Electricity / lightning really shocks mushrooms into growing!👍
Shocks everything into growing. Had a sunflower grow 12 inches over night during a tornado warning. I get excited everytime I see lightning
@@FastGardeningMichigan Wonder if electroculture or those galvanised trellises help to conduct the ⚡🌩into the ground!
@@EasyEarPiano i find it interesting as an electrician. But i see no feasible way to test the theory. If you plant in a pot, it's not grounded so electrical charge has no reason to enter. If you plant in the ground, the whole area is grounded so it's hard to tell if the copper windings have any benefit vs. plant around it. Electricity is always searching for ground. Thats why you can grab live electric and not get shocked if you're wearing good shoes.
Just remembered a teenager in village in Sth Africa found a way to run a fridge and tv plus other electrical appliances using a rock. Wonder if adding basalt or rocks which transmit to the substrates could help attract lightning strikes during storms? Or would there be a risk of instant BBQ?
@@EasyEarPiano copper is the best conductor for the price.
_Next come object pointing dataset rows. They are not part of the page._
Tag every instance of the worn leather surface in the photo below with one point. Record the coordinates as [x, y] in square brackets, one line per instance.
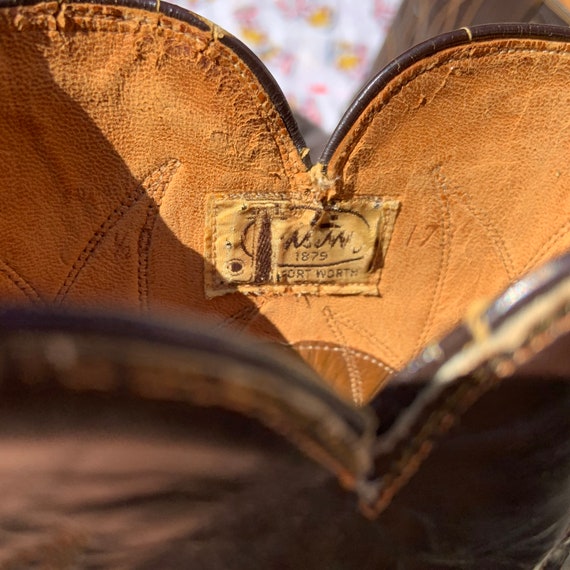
[109, 170]
[120, 449]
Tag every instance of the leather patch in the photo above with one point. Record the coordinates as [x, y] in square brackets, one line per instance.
[278, 245]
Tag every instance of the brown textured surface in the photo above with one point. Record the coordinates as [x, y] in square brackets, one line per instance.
[119, 123]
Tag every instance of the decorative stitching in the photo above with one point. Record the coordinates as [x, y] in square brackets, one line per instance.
[364, 333]
[156, 195]
[355, 352]
[491, 230]
[446, 236]
[353, 371]
[22, 284]
[442, 419]
[106, 226]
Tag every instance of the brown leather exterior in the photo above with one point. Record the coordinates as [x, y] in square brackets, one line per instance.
[108, 206]
[418, 21]
[121, 446]
[113, 456]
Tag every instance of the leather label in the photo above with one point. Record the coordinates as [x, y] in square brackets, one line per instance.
[264, 245]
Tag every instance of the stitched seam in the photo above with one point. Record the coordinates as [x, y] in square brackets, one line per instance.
[155, 196]
[352, 369]
[491, 230]
[368, 116]
[411, 457]
[443, 418]
[26, 288]
[104, 228]
[546, 246]
[446, 237]
[357, 353]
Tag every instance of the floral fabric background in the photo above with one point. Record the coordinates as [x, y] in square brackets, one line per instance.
[320, 52]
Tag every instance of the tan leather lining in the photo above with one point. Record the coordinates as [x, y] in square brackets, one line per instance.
[110, 169]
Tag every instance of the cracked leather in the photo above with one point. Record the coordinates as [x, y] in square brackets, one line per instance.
[128, 448]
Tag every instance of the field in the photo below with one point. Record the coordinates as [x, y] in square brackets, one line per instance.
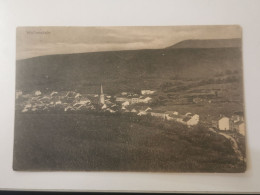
[119, 142]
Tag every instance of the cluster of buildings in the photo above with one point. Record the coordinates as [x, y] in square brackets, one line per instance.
[234, 123]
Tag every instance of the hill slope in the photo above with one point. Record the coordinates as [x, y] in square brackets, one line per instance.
[123, 70]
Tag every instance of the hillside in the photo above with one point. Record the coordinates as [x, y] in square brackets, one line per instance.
[123, 70]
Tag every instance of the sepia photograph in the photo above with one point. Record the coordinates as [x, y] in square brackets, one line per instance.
[130, 99]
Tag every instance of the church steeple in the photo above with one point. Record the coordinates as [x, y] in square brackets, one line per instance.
[102, 96]
[101, 90]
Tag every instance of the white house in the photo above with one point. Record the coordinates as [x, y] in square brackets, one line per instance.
[38, 93]
[126, 103]
[224, 124]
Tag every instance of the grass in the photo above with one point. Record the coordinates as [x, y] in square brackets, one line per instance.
[96, 142]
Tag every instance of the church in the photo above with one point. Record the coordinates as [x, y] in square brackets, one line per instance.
[102, 98]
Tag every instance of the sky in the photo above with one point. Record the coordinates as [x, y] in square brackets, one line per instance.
[40, 41]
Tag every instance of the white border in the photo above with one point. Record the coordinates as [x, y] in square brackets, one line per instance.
[129, 13]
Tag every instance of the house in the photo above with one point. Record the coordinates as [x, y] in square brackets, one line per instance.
[147, 92]
[134, 110]
[18, 94]
[135, 100]
[37, 93]
[121, 99]
[237, 116]
[194, 120]
[148, 109]
[53, 93]
[142, 112]
[126, 103]
[224, 124]
[240, 127]
[147, 100]
[159, 115]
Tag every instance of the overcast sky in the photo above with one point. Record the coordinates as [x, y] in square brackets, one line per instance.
[40, 41]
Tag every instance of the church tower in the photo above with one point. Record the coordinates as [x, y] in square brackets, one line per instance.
[102, 97]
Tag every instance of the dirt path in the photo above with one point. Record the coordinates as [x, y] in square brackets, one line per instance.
[233, 143]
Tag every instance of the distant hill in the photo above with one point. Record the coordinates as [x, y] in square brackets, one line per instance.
[125, 70]
[210, 43]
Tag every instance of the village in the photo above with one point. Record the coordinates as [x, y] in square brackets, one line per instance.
[125, 102]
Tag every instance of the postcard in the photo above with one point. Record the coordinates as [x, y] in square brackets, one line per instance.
[138, 99]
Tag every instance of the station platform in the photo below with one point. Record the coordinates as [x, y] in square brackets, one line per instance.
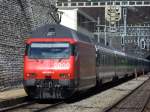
[12, 97]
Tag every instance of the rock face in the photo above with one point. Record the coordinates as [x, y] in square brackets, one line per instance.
[17, 19]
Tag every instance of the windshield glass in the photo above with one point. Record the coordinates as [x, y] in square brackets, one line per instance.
[49, 50]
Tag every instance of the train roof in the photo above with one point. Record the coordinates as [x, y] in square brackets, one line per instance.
[52, 31]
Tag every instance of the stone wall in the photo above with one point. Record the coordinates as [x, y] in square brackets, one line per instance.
[17, 19]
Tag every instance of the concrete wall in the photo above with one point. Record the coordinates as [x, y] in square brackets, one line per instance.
[17, 19]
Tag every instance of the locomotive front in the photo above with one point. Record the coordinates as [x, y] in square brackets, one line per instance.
[49, 68]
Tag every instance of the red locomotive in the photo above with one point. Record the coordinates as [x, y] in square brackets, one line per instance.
[58, 61]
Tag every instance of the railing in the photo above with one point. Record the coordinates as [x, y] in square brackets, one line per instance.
[101, 4]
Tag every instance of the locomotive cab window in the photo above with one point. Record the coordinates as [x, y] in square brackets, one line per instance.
[49, 50]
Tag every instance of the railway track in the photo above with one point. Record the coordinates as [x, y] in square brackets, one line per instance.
[137, 101]
[90, 101]
[32, 106]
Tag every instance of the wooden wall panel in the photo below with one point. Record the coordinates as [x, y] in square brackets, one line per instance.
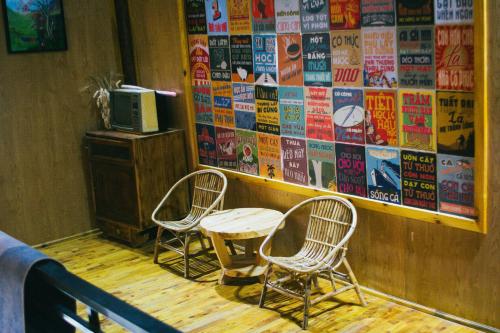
[43, 118]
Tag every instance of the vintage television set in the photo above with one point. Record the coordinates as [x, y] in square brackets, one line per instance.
[133, 110]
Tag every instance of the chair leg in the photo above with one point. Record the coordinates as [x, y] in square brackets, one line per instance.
[264, 288]
[187, 240]
[159, 233]
[307, 301]
[354, 282]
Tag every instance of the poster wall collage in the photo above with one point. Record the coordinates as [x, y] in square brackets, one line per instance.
[372, 98]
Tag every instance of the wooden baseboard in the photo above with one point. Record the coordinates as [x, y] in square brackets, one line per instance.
[91, 232]
[431, 311]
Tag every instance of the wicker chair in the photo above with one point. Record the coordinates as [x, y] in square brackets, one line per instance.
[332, 221]
[208, 196]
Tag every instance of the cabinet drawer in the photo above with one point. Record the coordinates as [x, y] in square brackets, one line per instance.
[110, 149]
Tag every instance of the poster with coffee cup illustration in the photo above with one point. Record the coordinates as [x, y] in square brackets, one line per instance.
[287, 16]
[196, 19]
[348, 115]
[377, 13]
[418, 171]
[205, 136]
[202, 97]
[455, 119]
[321, 164]
[416, 57]
[240, 21]
[351, 169]
[292, 118]
[241, 58]
[222, 104]
[266, 104]
[264, 59]
[225, 139]
[293, 152]
[220, 59]
[319, 113]
[380, 118]
[415, 12]
[383, 174]
[345, 14]
[317, 60]
[314, 15]
[269, 150]
[454, 12]
[455, 57]
[379, 51]
[246, 150]
[417, 119]
[199, 57]
[290, 60]
[456, 185]
[244, 106]
[263, 16]
[347, 60]
[216, 13]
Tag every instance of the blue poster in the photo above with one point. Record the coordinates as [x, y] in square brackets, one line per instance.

Unless you want to try gold but that a little more costly 😂
PERMACULTURE!
I want to take the spawn from the wild and grow it.
Genetic diversity!
No interesting. But how will I get the ingredients for growing mushrooms
So interesting but how will I get the ingredients for growing mushrooms
@@MuttoRobertson there are suppliers that sell sawdust spawn online
U forgot to show us new mushrooms garden u promised a year back
I've got a playlist of mushroom videos. The garden has a lot of them growing. I wanted a section to be a mushroom area but they pop up everywhere now
Mushrooms can be dried and eaten like chips.
These tasted like fries cooked in almond oil. Me and my kid devoured them!
Sterilizing is for big CEO's, so they don't get sued by there customers.
Your audio a bit overdriven and clipping.